TSXV-listed Alphamin Resources has completed a US$25 million draw-down under its previously announced credit facility of up to $80 million.
In addition, Alphamin Resources converted $3.396 million of debt due to Sprott
Private Resource Lending, L.P., Barak Fund SPC and the company’s 44.86% shareholder,
Tremont Master Holdings, in connection with the Credit Agreement into 17,389,387 common shares of the Company at a price of C$0.25 per share.
The shares issued pursuant to the debt settlement are subject to a minimum hold period of four months and one day from the date of issuance, expiring on October 8, 2018.
The Debt Settlement remains subject to final approval of the TSX Venture Exchange.
On March 28, 2018 a Revised Mining Code was published in the official gazette in the
Democratic Republic of Congo (DRC), becoming law following the signing in by the president of DRC, Joseph Kabila, on March 9, 2018.
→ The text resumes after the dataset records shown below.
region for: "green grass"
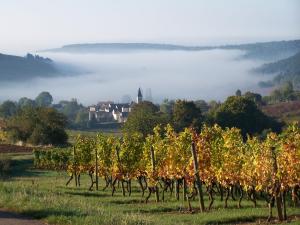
[67,129,122,143]
[0,154,300,225]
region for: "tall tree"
[35,91,53,107]
[214,96,281,137]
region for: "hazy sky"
[0,0,300,53]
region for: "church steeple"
[136,88,143,103]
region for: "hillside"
[221,40,300,61]
[0,54,58,81]
[45,43,212,53]
[255,52,300,74]
[262,101,300,122]
[44,40,300,60]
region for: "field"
[0,153,300,225]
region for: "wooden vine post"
[73,146,77,187]
[191,142,205,212]
[271,147,284,221]
[150,146,159,202]
[95,147,99,191]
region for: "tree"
[0,100,17,118]
[7,107,68,145]
[160,99,175,115]
[35,91,53,107]
[173,100,203,131]
[194,100,209,113]
[18,97,36,108]
[244,91,264,105]
[123,101,168,137]
[235,89,242,96]
[74,109,89,128]
[214,96,281,137]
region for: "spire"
[138,88,143,98]
[136,88,143,103]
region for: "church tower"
[136,88,143,104]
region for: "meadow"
[0,153,300,225]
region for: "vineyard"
[34,124,300,221]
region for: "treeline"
[0,92,88,129]
[123,92,283,137]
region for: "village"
[89,88,143,123]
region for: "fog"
[0,50,270,105]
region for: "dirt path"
[0,209,45,225]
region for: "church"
[89,88,143,123]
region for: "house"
[89,88,143,123]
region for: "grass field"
[67,129,122,143]
[0,153,300,225]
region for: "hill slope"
[255,52,300,74]
[44,40,300,60]
[0,54,58,81]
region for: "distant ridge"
[44,43,214,53]
[43,40,300,60]
[0,53,58,81]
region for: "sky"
[0,0,300,54]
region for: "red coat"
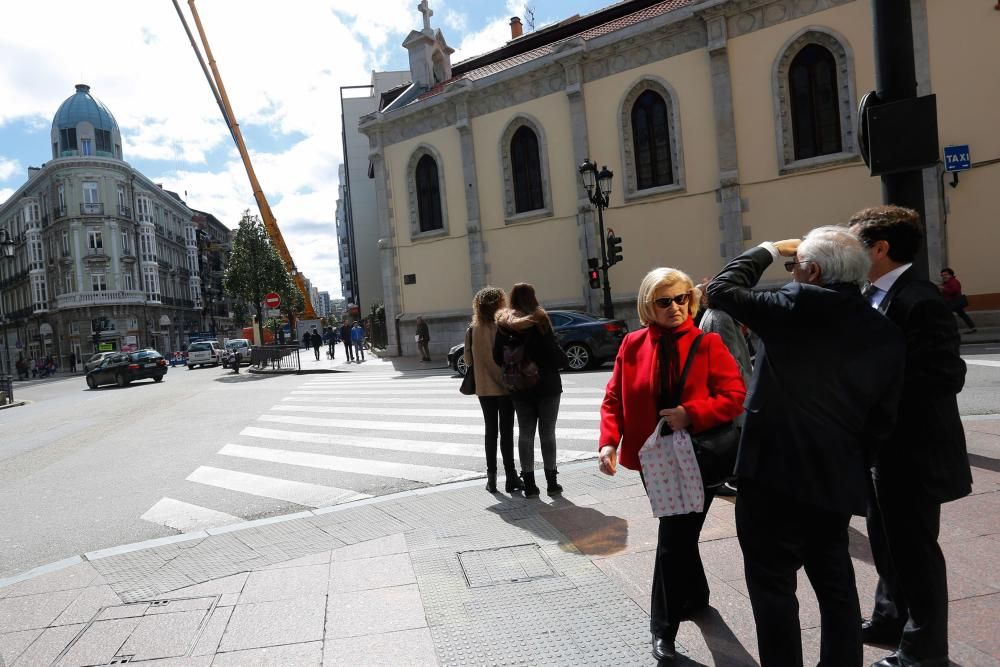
[599,318,746,470]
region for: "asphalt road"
[0,345,1000,579]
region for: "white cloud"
[0,155,21,180]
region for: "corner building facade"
[0,85,228,370]
[360,0,1000,354]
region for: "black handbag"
[458,326,476,396]
[676,334,740,489]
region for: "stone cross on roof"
[417,0,434,30]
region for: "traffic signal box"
[587,257,601,289]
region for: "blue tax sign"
[944,144,972,171]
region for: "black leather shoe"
[861,621,903,657]
[871,651,951,667]
[653,637,677,663]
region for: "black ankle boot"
[504,468,524,493]
[545,470,562,496]
[521,470,541,498]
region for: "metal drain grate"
[458,543,557,588]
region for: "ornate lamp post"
[0,229,17,376]
[579,158,615,319]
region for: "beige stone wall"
[927,0,1000,298]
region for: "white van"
[188,340,225,370]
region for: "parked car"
[87,349,167,389]
[187,340,226,370]
[222,338,250,368]
[83,351,121,373]
[448,310,628,376]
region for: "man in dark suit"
[708,227,903,667]
[850,206,972,667]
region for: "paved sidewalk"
[0,461,1000,667]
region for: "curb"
[0,460,597,589]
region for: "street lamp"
[579,158,615,319]
[0,228,17,380]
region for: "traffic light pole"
[594,201,615,320]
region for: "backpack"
[503,334,538,392]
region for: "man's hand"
[600,445,618,475]
[774,239,802,257]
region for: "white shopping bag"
[639,419,705,517]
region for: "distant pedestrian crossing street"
[142,369,603,532]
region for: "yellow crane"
[173,0,316,320]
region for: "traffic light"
[608,229,622,266]
[587,257,601,289]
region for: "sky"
[0,0,612,298]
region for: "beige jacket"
[465,324,507,396]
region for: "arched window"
[415,155,444,232]
[788,44,842,160]
[632,90,674,190]
[510,125,545,213]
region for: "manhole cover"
[458,543,556,588]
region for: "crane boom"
[173,0,316,319]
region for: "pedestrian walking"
[599,268,746,664]
[493,283,566,498]
[940,269,976,333]
[850,206,972,667]
[351,321,365,364]
[465,286,523,493]
[708,227,903,667]
[309,324,323,361]
[340,320,354,362]
[417,315,431,361]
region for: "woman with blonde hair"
[599,268,746,664]
[465,286,521,493]
[493,283,566,498]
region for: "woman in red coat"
[600,268,746,664]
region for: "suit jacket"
[875,268,972,502]
[708,248,904,515]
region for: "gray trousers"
[511,394,560,472]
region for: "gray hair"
[796,225,871,285]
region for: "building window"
[59,127,76,153]
[632,90,674,190]
[500,114,552,223]
[788,44,840,160]
[406,144,448,238]
[94,130,111,154]
[83,181,101,204]
[773,27,858,173]
[620,77,684,199]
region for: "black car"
[87,350,167,389]
[448,310,628,375]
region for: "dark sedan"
[448,310,628,375]
[87,350,167,389]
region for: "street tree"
[223,210,296,322]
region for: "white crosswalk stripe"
[142,369,604,532]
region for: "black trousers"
[649,489,715,639]
[469,396,516,472]
[868,480,948,660]
[736,479,862,667]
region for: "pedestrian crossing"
[141,369,604,532]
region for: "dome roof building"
[51,83,122,160]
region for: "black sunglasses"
[652,292,691,308]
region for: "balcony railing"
[56,290,145,308]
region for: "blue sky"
[0,0,612,297]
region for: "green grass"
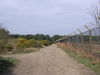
[13,48,40,54]
[61,47,100,75]
[0,57,19,75]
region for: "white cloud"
[0,0,94,34]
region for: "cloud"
[0,0,94,35]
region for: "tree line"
[10,34,63,42]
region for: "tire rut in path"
[3,45,96,75]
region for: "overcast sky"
[0,0,96,35]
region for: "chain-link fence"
[57,26,100,57]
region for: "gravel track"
[5,44,96,75]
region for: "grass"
[0,57,19,75]
[61,47,100,75]
[13,48,40,54]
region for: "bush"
[5,44,13,51]
[16,38,28,48]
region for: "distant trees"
[0,26,9,52]
[10,34,62,42]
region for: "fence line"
[56,26,100,57]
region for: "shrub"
[5,44,13,51]
[16,38,42,48]
[16,38,28,48]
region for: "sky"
[0,0,96,35]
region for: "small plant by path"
[0,57,19,75]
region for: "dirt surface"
[2,45,96,75]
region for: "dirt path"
[3,45,96,75]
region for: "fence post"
[89,30,92,52]
[85,25,92,52]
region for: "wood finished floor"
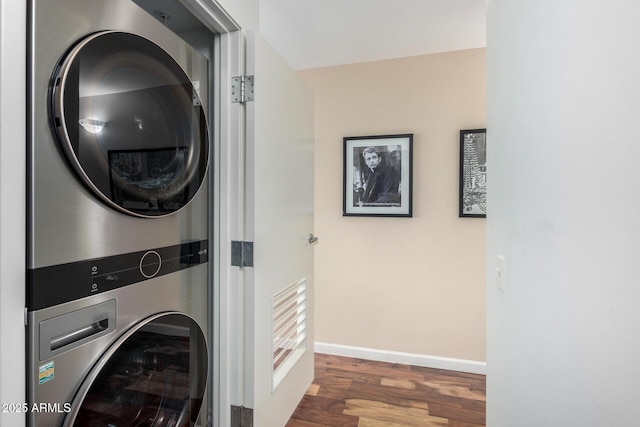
[286,354,486,427]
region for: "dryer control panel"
[27,240,209,311]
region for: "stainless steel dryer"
[26,0,209,426]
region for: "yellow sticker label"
[38,361,55,385]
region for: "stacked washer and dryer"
[26,0,210,427]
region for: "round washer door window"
[64,313,208,427]
[51,31,209,217]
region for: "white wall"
[487,0,640,427]
[0,0,27,426]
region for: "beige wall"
[300,49,490,361]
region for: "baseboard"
[314,342,487,375]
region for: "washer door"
[64,313,208,427]
[51,31,209,217]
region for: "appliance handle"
[50,319,109,351]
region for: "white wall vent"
[272,279,307,390]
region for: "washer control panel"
[27,240,209,311]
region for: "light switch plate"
[496,255,507,292]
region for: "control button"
[140,251,162,279]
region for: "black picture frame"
[342,133,413,217]
[458,129,487,218]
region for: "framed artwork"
[458,129,487,218]
[342,134,413,217]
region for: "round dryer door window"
[64,313,208,427]
[51,31,209,217]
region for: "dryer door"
[51,31,209,217]
[64,313,208,427]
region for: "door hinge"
[231,405,253,427]
[231,76,254,104]
[231,240,253,267]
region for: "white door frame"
[179,0,245,427]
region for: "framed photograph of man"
[458,129,487,218]
[343,134,413,217]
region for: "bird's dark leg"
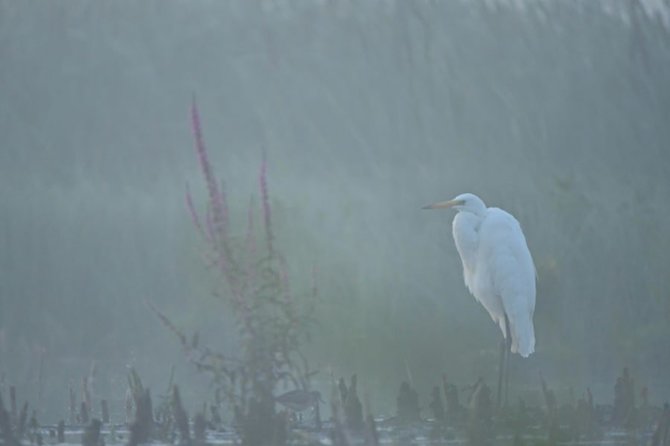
[503,314,512,406]
[497,339,507,409]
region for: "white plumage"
[426,193,535,358]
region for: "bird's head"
[423,193,486,215]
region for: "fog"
[0,0,670,419]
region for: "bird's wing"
[478,208,535,356]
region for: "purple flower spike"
[191,97,228,244]
[260,153,274,257]
[186,183,206,242]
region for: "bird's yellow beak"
[421,200,465,209]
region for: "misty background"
[0,0,670,421]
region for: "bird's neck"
[452,212,482,275]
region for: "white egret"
[424,193,535,405]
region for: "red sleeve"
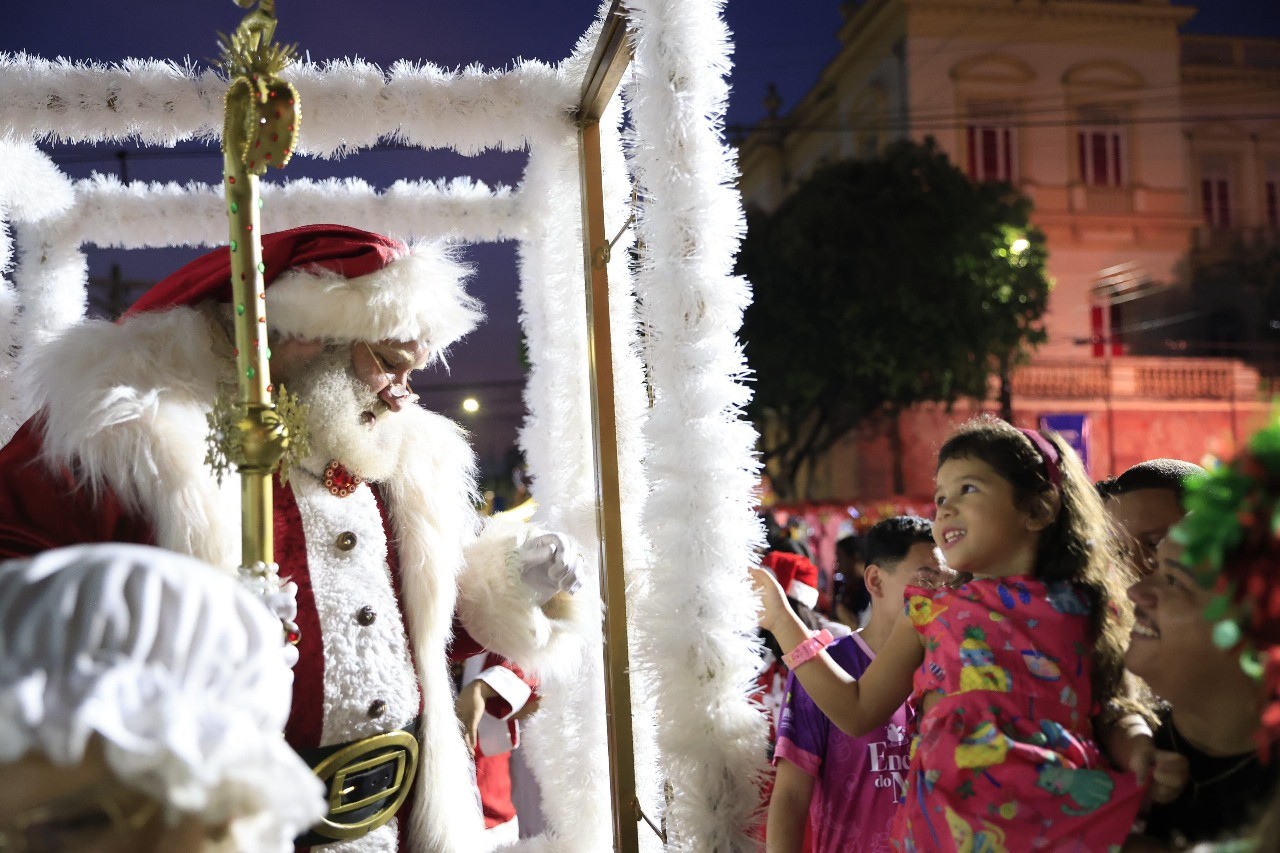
[484,652,540,720]
[0,418,155,560]
[449,611,485,663]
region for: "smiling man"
[0,225,599,853]
[1125,537,1280,849]
[1106,459,1204,578]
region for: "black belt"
[293,717,419,847]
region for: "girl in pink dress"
[753,418,1167,853]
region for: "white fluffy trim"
[458,507,600,678]
[266,242,481,352]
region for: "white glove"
[518,533,584,607]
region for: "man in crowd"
[1106,459,1204,576]
[0,225,598,853]
[768,516,950,853]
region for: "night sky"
[0,0,1280,466]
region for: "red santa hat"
[760,551,818,608]
[125,225,481,353]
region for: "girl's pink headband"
[1018,429,1062,489]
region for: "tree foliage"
[739,140,1050,497]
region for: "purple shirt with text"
[774,634,913,853]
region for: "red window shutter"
[982,127,1000,181]
[1091,133,1111,187]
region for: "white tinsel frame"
[0,0,764,852]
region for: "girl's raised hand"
[749,566,791,631]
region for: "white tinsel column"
[0,141,74,444]
[626,0,765,853]
[521,27,660,853]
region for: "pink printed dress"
[893,578,1142,853]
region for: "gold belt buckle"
[311,730,417,840]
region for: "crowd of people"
[0,220,1280,853]
[753,418,1280,853]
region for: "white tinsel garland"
[0,141,76,442]
[0,0,764,853]
[0,54,580,158]
[625,0,765,853]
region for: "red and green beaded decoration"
[1170,409,1280,743]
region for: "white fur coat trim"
[266,242,481,356]
[24,303,598,853]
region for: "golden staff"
[210,0,305,576]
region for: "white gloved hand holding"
[517,533,585,606]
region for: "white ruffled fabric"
[0,544,324,852]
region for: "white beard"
[288,347,406,483]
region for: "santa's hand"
[750,566,791,631]
[517,533,584,606]
[453,679,494,757]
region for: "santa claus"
[0,225,599,853]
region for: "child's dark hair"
[938,416,1151,717]
[863,515,933,569]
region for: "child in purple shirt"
[768,516,945,853]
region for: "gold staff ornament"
[207,0,307,596]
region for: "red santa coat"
[0,309,594,853]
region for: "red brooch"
[324,460,364,497]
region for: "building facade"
[739,0,1280,497]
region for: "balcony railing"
[1008,356,1270,401]
[1181,36,1280,69]
[1071,184,1133,215]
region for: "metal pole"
[577,0,641,853]
[223,0,301,573]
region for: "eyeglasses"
[0,780,160,853]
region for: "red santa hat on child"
[125,225,483,355]
[760,551,818,608]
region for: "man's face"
[1107,489,1183,576]
[1125,537,1218,706]
[280,341,428,483]
[351,341,430,411]
[868,542,954,613]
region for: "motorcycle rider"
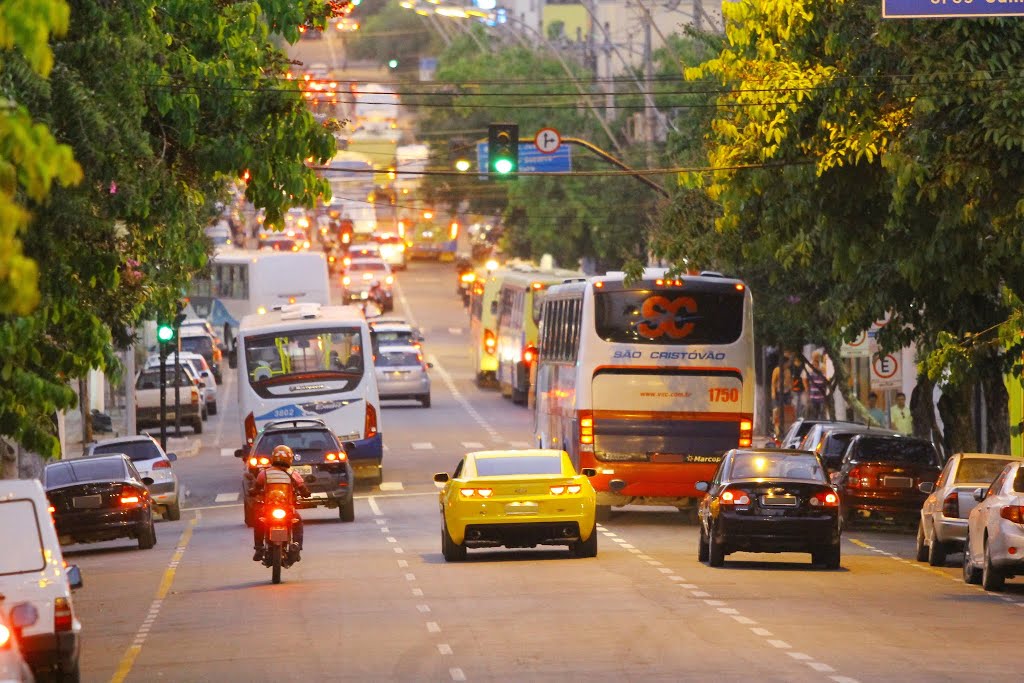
[249,443,309,562]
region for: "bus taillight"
[579,411,594,453]
[362,402,377,438]
[739,420,754,449]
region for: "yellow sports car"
[434,449,597,562]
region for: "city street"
[66,262,1024,683]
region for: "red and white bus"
[535,268,755,519]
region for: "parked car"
[964,459,1024,591]
[85,434,181,521]
[374,345,434,408]
[916,453,1018,567]
[434,449,597,562]
[43,454,157,550]
[0,479,82,681]
[696,449,842,569]
[234,419,355,526]
[831,433,942,522]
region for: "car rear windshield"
[476,456,562,477]
[256,429,338,456]
[953,458,1007,483]
[376,351,420,368]
[727,453,825,481]
[857,438,939,465]
[0,499,46,575]
[43,459,125,488]
[92,441,160,463]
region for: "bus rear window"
[594,289,743,346]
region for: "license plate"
[71,494,103,510]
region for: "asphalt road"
[68,262,1024,683]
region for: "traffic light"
[487,123,519,180]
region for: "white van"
[0,479,82,681]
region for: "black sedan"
[696,449,842,569]
[43,454,157,550]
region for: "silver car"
[918,453,1019,566]
[964,458,1024,591]
[85,434,181,520]
[374,345,433,408]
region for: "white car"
[0,479,82,681]
[964,459,1024,591]
[918,453,1017,567]
[85,434,181,521]
[145,351,217,420]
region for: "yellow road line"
[111,511,202,683]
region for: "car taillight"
[53,598,75,631]
[807,490,839,508]
[942,490,959,517]
[362,403,377,438]
[739,420,754,449]
[999,505,1024,524]
[580,411,594,453]
[719,488,751,505]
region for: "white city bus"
[234,304,383,483]
[535,268,755,518]
[188,249,331,342]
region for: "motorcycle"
[259,492,299,584]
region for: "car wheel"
[928,526,949,567]
[164,501,181,522]
[964,531,981,585]
[811,543,843,569]
[572,522,597,557]
[914,522,928,562]
[138,519,157,550]
[981,539,1007,592]
[338,499,355,522]
[441,517,466,562]
[708,528,725,567]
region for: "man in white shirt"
[889,391,913,434]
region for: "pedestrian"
[807,351,828,420]
[889,391,913,434]
[867,391,889,427]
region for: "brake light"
[580,411,594,453]
[739,420,754,449]
[942,490,959,517]
[53,598,75,631]
[719,488,751,505]
[999,505,1024,524]
[808,490,839,508]
[362,403,377,438]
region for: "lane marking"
[111,512,202,683]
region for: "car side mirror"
[66,564,85,591]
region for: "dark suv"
[234,420,355,526]
[831,434,942,524]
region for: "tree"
[655,0,1024,454]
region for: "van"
[0,479,82,681]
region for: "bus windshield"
[246,328,364,395]
[594,289,743,346]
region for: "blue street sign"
[476,142,572,180]
[882,0,1024,19]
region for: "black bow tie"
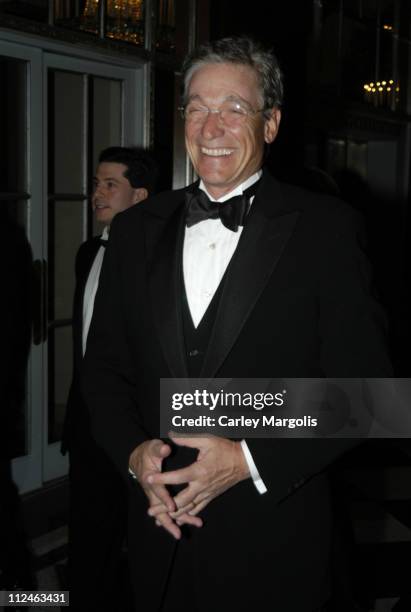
[186,181,260,232]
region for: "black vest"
[181,274,230,378]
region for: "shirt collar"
[198,170,263,202]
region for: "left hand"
[147,436,250,525]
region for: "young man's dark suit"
[62,238,127,610]
[84,172,391,612]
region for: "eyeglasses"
[178,101,266,127]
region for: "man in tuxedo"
[84,38,391,612]
[62,147,157,611]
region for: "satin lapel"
[201,179,299,378]
[145,201,188,378]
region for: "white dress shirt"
[82,227,109,356]
[183,170,267,493]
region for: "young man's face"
[185,63,280,198]
[91,162,147,225]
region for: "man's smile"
[200,147,234,157]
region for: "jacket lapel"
[145,192,188,378]
[201,175,299,378]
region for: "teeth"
[201,147,233,157]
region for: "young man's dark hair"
[98,147,159,195]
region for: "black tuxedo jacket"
[84,173,391,612]
[62,238,100,453]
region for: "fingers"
[176,513,203,528]
[147,464,197,485]
[156,512,182,540]
[147,502,194,519]
[149,485,177,512]
[168,431,211,449]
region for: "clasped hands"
[130,436,250,540]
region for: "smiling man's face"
[185,63,280,199]
[92,162,145,225]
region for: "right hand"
[129,439,203,540]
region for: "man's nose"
[92,185,103,200]
[201,111,224,139]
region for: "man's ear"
[134,187,148,204]
[264,108,281,144]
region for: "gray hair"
[182,36,284,116]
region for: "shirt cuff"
[241,440,267,495]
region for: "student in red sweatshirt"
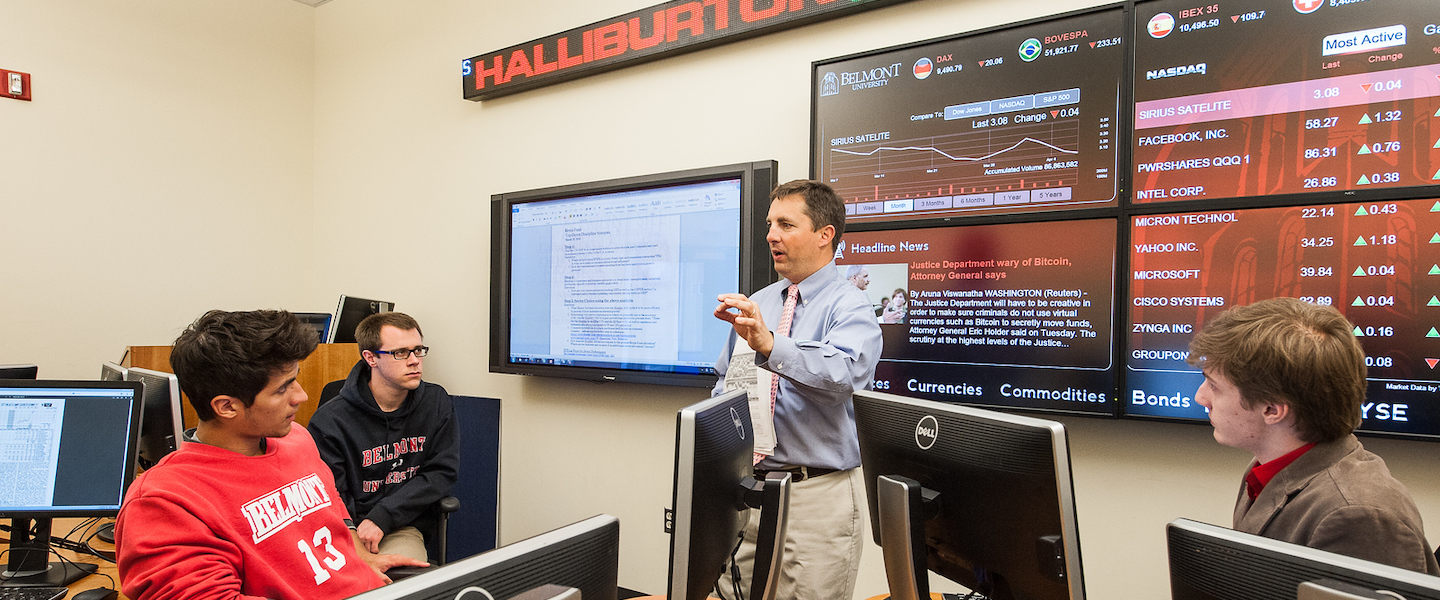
[115,311,425,600]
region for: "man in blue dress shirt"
[714,180,881,600]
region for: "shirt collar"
[780,260,840,304]
[1246,443,1315,502]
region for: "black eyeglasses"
[374,345,431,360]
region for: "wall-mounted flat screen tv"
[837,219,1117,416]
[1123,199,1440,437]
[811,6,1129,223]
[1132,0,1440,203]
[490,161,776,387]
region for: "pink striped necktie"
[755,283,801,465]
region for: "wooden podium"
[121,344,360,429]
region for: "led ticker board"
[1123,199,1440,436]
[1130,0,1440,203]
[811,7,1128,223]
[837,219,1117,414]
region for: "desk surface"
[0,518,125,599]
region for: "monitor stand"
[0,518,99,587]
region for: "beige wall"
[0,0,1440,599]
[0,0,316,377]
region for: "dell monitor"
[0,364,40,380]
[321,294,395,344]
[0,380,141,587]
[125,367,184,469]
[855,391,1084,600]
[351,515,621,600]
[667,390,791,600]
[99,363,128,381]
[1165,519,1440,600]
[294,312,336,341]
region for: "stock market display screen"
[1123,199,1440,436]
[837,219,1117,414]
[811,9,1128,223]
[1130,0,1440,204]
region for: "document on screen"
[550,216,680,361]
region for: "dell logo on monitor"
[914,414,940,450]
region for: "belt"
[755,466,840,483]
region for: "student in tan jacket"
[1189,298,1440,576]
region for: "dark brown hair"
[170,311,320,420]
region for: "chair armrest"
[435,496,459,514]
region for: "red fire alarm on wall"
[0,69,30,101]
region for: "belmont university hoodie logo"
[360,436,425,494]
[240,473,330,544]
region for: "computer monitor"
[1165,519,1440,600]
[99,363,128,381]
[854,391,1084,600]
[0,380,141,587]
[292,312,336,341]
[125,367,184,469]
[321,294,395,344]
[0,364,40,380]
[667,390,791,600]
[350,515,621,600]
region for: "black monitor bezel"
[855,390,1086,600]
[0,380,144,518]
[1165,518,1440,600]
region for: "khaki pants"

Based on the Revised Mining Code, it appears that the company could be subject to a higher royalty rate of 3.5% payable to DRC, up from 2%, and potentially higher taxes, as a result of reduction in tax deductible expenses.
Alphamin Resources notes that article 220 of the Revised Mining Code states that companies developing projects in infrastructure poor provinces, such as Alphamin, may be able to take advantage of certain exemptions.
Alphamin Resources is currently in the process of assessing the Revised Mining Code and the applicable regulations, and their impact on Alphamin.